Discussing the PageTail() call in make_device_exclusive_range() with
Willy, I recently discovered [1] that device-exclusive handling does not
properly work with THP, making the hmm-tests selftests fail if THPs are
enabled on the system.
Looking into more details, I found that hugetlb is not properly fenced,
and I realized that something that was bugging me for longer -- how
device-exclusive entries interact with mapcounts -- completely breaks
migration/swapout/split/hwpoison handling of these folios while they have
device-exclusive PTEs.
The program below can be used to allocate 1 GiB worth of pages and making
them device-exclusive on a kernel with CONFIG_TEST_HMM.

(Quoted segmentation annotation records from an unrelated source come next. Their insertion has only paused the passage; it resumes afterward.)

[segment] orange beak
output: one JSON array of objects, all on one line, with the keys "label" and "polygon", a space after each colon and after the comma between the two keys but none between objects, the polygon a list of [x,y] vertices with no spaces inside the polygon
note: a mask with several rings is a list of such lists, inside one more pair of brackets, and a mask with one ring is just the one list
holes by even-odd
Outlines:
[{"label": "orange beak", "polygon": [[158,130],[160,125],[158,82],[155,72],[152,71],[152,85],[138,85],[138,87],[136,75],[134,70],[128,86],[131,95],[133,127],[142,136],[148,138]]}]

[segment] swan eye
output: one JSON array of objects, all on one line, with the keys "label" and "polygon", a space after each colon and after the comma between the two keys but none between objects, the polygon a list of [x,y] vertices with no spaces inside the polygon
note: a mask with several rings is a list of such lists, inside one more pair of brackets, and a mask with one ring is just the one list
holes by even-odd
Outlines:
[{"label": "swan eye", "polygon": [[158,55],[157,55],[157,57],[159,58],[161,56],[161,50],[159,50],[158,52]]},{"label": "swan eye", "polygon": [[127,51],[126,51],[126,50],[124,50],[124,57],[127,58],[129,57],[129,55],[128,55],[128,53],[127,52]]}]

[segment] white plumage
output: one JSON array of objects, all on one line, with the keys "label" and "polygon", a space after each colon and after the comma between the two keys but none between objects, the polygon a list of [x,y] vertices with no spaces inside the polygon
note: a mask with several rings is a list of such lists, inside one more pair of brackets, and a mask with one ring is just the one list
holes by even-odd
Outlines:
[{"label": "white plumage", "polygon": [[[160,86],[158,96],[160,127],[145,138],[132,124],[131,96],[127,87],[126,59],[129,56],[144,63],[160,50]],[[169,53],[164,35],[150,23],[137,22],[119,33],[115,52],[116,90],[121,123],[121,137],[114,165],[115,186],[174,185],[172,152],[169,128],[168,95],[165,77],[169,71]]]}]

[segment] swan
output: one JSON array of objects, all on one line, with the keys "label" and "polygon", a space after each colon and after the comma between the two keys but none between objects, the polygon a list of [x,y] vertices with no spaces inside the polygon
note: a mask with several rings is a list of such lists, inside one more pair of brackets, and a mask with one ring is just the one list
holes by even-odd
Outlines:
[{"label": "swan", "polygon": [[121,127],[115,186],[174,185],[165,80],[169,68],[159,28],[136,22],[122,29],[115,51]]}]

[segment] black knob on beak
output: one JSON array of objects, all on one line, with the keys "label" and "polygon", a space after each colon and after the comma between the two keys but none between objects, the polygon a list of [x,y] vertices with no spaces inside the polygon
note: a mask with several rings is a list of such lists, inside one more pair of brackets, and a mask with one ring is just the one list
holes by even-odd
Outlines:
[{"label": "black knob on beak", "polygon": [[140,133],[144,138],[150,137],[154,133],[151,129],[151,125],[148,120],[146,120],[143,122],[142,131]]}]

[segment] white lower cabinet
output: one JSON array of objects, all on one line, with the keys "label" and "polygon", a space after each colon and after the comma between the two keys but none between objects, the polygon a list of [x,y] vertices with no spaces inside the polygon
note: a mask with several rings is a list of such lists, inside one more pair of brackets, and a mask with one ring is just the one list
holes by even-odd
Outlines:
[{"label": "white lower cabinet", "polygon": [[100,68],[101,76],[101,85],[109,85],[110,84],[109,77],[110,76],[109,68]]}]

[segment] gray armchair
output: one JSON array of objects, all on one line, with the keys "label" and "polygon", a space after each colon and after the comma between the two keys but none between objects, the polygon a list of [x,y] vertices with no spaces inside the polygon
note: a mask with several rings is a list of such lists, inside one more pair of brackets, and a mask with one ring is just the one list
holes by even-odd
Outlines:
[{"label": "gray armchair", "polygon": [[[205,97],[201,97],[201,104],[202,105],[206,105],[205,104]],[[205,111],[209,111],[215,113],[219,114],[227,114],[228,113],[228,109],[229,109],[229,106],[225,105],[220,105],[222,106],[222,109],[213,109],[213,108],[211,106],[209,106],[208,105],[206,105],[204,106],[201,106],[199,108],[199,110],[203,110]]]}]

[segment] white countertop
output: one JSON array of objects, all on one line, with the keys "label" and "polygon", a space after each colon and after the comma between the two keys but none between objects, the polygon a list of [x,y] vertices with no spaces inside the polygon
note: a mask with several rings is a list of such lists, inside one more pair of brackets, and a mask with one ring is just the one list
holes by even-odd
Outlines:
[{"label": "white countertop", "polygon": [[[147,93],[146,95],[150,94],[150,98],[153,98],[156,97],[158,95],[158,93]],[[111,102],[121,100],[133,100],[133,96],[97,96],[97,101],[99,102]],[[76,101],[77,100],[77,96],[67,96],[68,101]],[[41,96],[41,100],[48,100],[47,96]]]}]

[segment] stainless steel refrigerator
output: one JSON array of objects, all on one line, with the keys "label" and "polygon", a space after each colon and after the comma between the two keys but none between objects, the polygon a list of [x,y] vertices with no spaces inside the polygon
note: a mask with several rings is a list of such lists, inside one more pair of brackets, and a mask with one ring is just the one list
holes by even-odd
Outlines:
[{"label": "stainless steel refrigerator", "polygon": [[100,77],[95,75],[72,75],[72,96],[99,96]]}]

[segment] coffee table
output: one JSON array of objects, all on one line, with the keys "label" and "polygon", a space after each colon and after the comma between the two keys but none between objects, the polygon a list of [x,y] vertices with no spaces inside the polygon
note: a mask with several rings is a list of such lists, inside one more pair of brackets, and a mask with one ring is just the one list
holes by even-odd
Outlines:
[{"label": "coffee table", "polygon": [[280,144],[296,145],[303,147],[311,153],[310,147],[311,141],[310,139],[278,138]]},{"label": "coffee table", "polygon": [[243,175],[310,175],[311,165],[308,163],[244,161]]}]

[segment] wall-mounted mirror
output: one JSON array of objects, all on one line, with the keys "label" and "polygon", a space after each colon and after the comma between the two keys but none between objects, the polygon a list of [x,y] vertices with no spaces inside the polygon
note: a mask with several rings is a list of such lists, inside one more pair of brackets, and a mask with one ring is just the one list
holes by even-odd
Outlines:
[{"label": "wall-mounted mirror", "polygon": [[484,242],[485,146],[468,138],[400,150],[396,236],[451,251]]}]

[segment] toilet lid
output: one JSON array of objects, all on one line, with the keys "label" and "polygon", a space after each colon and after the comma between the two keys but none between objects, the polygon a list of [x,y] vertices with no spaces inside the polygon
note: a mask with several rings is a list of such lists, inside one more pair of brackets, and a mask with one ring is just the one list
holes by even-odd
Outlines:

Once they are device-exclusive, these folios cannot get swapped out
(proc$pid/smaps_rollup will always indicate 1 GiB RSS no matter how much
one forces memory reclaim), and when having a memory block onlined to
ZONE_MOVABLE, trying to offline it will loop forever and complain about
failed migration of a page that should be movable.
# echo offline > /sys/devices/system/memory/memory136/state
# echo online_movable > /sys/devices/system/memory/memory136/state
# ./hmm-swap &
... wait until everything is device-exclusive
# echo offline > /sys/devices/system/memory/memory136/state
[ 285.193431][T14882] page: refcount:2 mapcount:0 mapping:0000000000000000
index:0x7f20671f7 pfn:0x442b6a
[ 285.196618][T14882] memcg:ffff888179298000
[ 285.198085][T14882] anon flags: 0x5fff0000002091c(referenced|uptodate|
dirty|active|owner_2|swapbacked|node=1|zone=3|lastcpupid=0x7ff)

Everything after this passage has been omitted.